INDENT/DEDENT stack algorithm (lines 450 to 550)
cpython 3.14 @ ab2d84fe1023/Lib/tokenize.py#L450-550
indents = [0] # stack of indent levels (column widths)
...
# At the start of each logical line:
column = 0
while pos < max:
if line[pos] == ' ':
column += 1
elif line[pos] == '\t':
column = (column // tabsize + 1) * tabsize
elif line[pos] == '\x0c': # form feed
column = 0
else:
break
pos += 1
if column > indents[-1]:
indents.append(column)
yield TokenInfo(INDENT, line[:pos], (lnum, 0), (lnum, pos), line)
elif column < indents[-1]:
while indents[-1] != column:
if column > indents[-1]:
raise IndentationError(
"unindent does not match any outer indentation level",
("<tokenize>", lnum, pos, line),
)
indents.pop()
yield TokenInfo(DEDENT, '', (lnum, pos), (lnum, pos), line)
The indents list acts as a stack of column widths for each active
indentation level. At the start of each non-blank, non-continuation line
the tokenizer counts leading spaces and tabs (expanding tabs to the next
multiple of 8 by default). If the resulting column exceeds the stack top,
one INDENT token is emitted and the new level is pushed. If the column
is smaller, DEDENT tokens are emitted for each level popped until the
stack top matches. A column that is smaller than the current top but not
present anywhere in the stack raises IndentationError.
_tokenize string detection (lines 250 to 450)
cpython 3.14 @ ab2d84fe1023/Lib/tokenize.py#L250-450
PseudoExtras = r'(\\\r?\n|\Z|\#[^\r\n]*)'
PseudoToken = Whitespace + r'|' + '|'.join([
PseudoExtras, Number, Funny, ContStr, Name])

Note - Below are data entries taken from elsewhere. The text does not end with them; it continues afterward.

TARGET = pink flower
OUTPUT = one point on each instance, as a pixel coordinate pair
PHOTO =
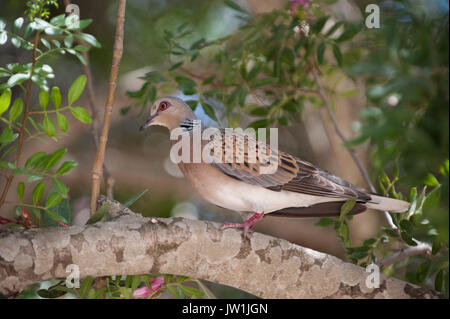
(144, 292)
(295, 3)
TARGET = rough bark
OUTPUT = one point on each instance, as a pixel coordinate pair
(129, 243)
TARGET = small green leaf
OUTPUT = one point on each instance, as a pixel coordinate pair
(209, 110)
(17, 24)
(16, 110)
(90, 39)
(346, 208)
(134, 198)
(56, 97)
(46, 43)
(43, 99)
(38, 191)
(60, 187)
(438, 281)
(5, 101)
(81, 114)
(63, 124)
(66, 167)
(76, 89)
(54, 158)
(430, 180)
(337, 54)
(49, 127)
(53, 200)
(20, 190)
(99, 214)
(191, 291)
(34, 159)
(233, 5)
(324, 222)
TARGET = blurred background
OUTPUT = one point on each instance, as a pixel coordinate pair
(139, 161)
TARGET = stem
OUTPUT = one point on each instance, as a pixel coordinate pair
(24, 122)
(97, 170)
(421, 249)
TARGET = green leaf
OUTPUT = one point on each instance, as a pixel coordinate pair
(438, 281)
(346, 208)
(320, 23)
(99, 214)
(56, 97)
(53, 199)
(34, 178)
(58, 213)
(66, 167)
(430, 180)
(81, 114)
(209, 110)
(60, 187)
(16, 110)
(49, 127)
(320, 52)
(68, 41)
(76, 89)
(46, 43)
(63, 124)
(5, 101)
(262, 82)
(44, 98)
(324, 222)
(3, 37)
(17, 24)
(337, 54)
(85, 286)
(38, 191)
(134, 198)
(191, 291)
(20, 190)
(16, 79)
(54, 158)
(90, 39)
(233, 5)
(34, 159)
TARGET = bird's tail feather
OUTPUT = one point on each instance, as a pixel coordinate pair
(387, 204)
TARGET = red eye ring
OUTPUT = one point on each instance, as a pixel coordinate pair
(163, 106)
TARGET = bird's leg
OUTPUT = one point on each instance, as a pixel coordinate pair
(247, 225)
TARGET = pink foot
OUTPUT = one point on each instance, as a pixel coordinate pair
(247, 225)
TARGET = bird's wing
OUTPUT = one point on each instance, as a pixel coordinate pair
(291, 173)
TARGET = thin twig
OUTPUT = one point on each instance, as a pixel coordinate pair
(24, 121)
(421, 249)
(97, 170)
(108, 179)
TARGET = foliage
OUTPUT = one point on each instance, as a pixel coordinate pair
(41, 173)
(261, 76)
(124, 287)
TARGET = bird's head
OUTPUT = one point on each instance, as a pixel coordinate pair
(169, 112)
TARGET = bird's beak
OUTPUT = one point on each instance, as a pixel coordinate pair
(148, 122)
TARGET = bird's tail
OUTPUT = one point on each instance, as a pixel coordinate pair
(387, 204)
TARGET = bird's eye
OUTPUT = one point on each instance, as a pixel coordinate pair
(163, 106)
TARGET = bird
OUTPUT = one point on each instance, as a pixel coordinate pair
(296, 188)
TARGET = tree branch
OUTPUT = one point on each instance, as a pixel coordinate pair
(108, 179)
(97, 170)
(265, 266)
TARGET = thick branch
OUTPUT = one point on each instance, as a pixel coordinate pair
(265, 266)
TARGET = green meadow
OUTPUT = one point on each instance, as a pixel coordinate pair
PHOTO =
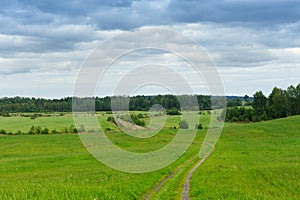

# ContStr matches the opening of a string literal including its prefix:
# r'(?i)(?:r|u|rb|br|b|f|fr|rf)?'
# followed by either a triple-quoted opener or a single-quoted opener
# If the closing quote is not found on the same line, _tokenize enters
# multi-line string continuation mode:
endprog = _compile(endpats.get(initial) or endpats.get(token[:2]))
...
if endmatch:
pos = end = endmatch.end(0)
yield TokenInfo(STRING, token, spos, (lnum, end), line)
else:
strstart = (lnum, start)
contstr = line[start:]
contline = line
break # continue reading lines until closing quote found
_tokenize applies PseudoToken to each line in a loop. When the match
group corresponds to a string prefix (r, u, b, f, rb, br,
fr, rf, case-insensitive) the tokenizer looks up the correct end
pattern in endpats. For triple-quoted strings (""" or ''') the end
pattern crosses line boundaries, so _tokenize accumulates subsequent
lines in contstr until the closing triple quote is matched, then emits
the full multi-line STRING token.
gopy mirror
Lib/tokenize.py is not yet bundled in stdlib/MANIFEST.txt. The Go
side will need to expose a readline-compatible interface so that
compile.Tokenize can be driven by both bytes- and str-producing
callables. The detect_encoding logic needs to run before the lexer
proper, matching the two-step approach in CPython.